Friday, May 23, 2008

SWEET LADY






















Although I was praised by my mother for my drawing of a horse when I was five years old, she was enraged when I showed her this when I was six years old, not long after the second of my two younger sisters was born. My mother was overwhelmed, trying to take care of three young daughters. My father was often away on business, was experiencing setbacks in his career and had had a spinal fusion as well as having had his gallbladder removed. It was a difficult time in their marriage to say the least.

My recollection is that she screamed at me for using up an entire box of stars. Additionally, I had cut out magazine images of a woman in bed alone during the day, images that resembled my mother, who suffered from narcolepsy and severe migraine headaches. In 1954, my mother began taking prescription Dexedrine, which may well have contributed to her hair-trigger rages. She took oxycodone for her headaches.

My sisters and I learned early to avoid her anger by being quiet during her frequent naps and attacks of migraine headaches. Until my mother died, I never understood her anger. It frightened and bewildered me. After her death when I was 45 years old, I began to experience my own anger for the first time and understand how much she suffered from her anger. She didn't want to be an angry mother. Angry or not, my mother saved my collage/drawing.

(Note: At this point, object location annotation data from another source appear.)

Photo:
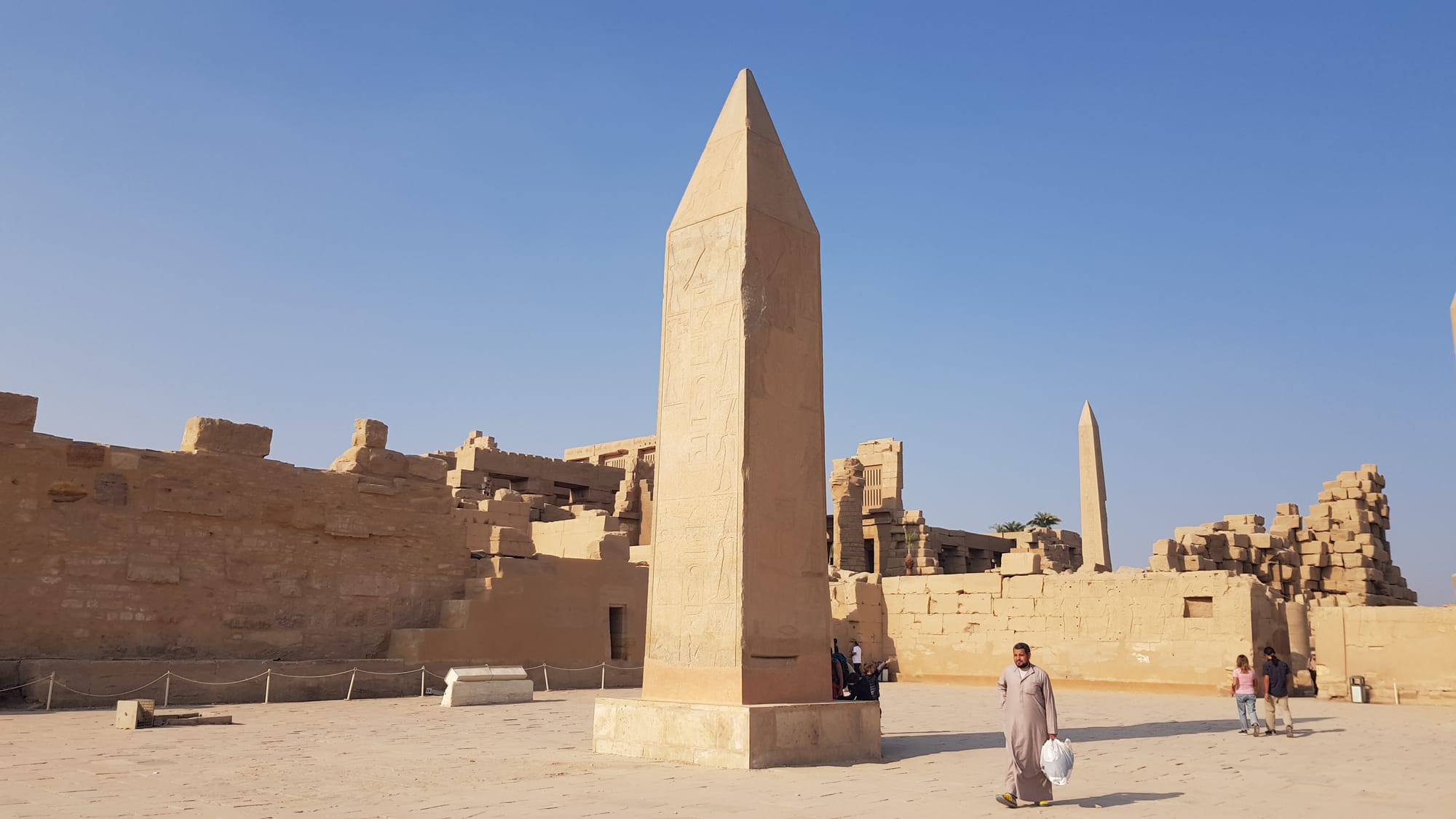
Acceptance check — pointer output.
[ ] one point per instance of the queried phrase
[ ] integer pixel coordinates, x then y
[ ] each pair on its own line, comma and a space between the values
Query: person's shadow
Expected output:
896, 746
1120, 797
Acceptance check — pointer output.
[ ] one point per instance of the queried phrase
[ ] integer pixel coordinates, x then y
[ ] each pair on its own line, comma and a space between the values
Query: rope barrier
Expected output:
24, 684
269, 673
202, 682
110, 695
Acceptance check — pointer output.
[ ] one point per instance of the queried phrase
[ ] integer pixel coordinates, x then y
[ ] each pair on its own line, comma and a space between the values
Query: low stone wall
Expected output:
91, 684
216, 553
1155, 628
1398, 649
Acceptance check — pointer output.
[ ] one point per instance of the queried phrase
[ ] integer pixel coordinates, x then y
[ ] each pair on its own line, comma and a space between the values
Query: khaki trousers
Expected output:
1281, 705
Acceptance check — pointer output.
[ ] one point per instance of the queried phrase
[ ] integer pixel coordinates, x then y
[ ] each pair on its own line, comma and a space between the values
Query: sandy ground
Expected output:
1136, 755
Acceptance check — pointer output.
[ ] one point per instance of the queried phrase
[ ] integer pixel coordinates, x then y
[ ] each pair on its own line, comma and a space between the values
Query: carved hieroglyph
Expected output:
737, 611
1096, 555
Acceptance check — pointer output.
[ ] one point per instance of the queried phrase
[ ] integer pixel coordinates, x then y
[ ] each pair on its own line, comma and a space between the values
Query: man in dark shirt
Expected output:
1276, 692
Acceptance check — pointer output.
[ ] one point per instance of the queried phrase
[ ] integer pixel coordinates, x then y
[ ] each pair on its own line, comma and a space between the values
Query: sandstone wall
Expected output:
1116, 627
1394, 647
221, 554
858, 608
538, 611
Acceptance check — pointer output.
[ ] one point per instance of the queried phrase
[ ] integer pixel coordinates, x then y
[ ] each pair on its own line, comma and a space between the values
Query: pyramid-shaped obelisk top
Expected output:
743, 167
739, 625
1096, 554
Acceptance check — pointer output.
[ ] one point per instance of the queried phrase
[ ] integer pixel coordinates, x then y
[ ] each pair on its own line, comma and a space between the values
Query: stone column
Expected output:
1096, 554
847, 487
739, 614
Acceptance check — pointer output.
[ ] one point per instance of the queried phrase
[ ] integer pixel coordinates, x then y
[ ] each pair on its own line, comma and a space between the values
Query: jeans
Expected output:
1246, 704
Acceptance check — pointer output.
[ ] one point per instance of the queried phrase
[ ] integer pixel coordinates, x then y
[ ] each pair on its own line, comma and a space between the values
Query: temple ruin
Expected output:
713, 571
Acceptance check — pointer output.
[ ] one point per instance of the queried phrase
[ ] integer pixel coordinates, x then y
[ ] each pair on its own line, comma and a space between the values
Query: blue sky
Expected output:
1230, 228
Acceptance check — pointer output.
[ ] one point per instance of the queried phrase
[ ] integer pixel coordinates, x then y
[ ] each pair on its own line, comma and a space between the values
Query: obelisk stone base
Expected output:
737, 736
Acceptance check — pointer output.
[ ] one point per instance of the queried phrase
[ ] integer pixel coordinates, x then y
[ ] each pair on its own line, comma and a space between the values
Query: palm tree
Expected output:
1045, 519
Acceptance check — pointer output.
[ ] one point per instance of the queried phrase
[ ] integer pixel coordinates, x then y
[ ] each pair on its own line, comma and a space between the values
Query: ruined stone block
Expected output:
1021, 563
223, 436
1026, 586
1166, 563
1167, 547
369, 461
427, 468
369, 432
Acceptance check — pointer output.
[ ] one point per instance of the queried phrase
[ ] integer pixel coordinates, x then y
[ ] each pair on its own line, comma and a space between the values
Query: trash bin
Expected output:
1359, 692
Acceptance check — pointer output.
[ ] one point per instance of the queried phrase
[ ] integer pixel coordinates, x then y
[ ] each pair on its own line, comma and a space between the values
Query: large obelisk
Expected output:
1096, 554
739, 620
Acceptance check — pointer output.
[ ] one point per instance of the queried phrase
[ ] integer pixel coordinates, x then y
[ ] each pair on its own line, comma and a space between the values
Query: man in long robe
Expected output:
1029, 719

In 1955, Walt Disney first released "Lady and the Tramp" to the movie theaters. At 6 years old, I could think of nothing that would bring me more happiness than to be a sweet dog like Lady and be loved by a handsome dog like Tramp. My mother wasn't happy. I did everything within my power to avoid her anger but I failed. I didn't want to grow up to be like my mother. I never played games about growing up, getting married and having children. Although my family wasn't Catholic, I had a friend who was Catholic and who had a nun doll. I asked for a nun doll for Christmas but was given a very sad-looking bride doll who appeared to be only a child.

I escaped by way of the colorful world of Walt Disney movies, through books with illustrations, in my love of animals and in the freedom I had to wander alone in the fascinating California oil field/desert environment where we lived at that time. My mother instilled me with a fear of anger, but she also provided me with escapes from that fear that she, too, must have experienced.

My mother was a Sweet Lady who suffered in ways that I didn't understand as a child. Before marrying my father, she had married a "Handsome Tramp." That marriage, one I didn't know about until I was 17 years old, ended within a year.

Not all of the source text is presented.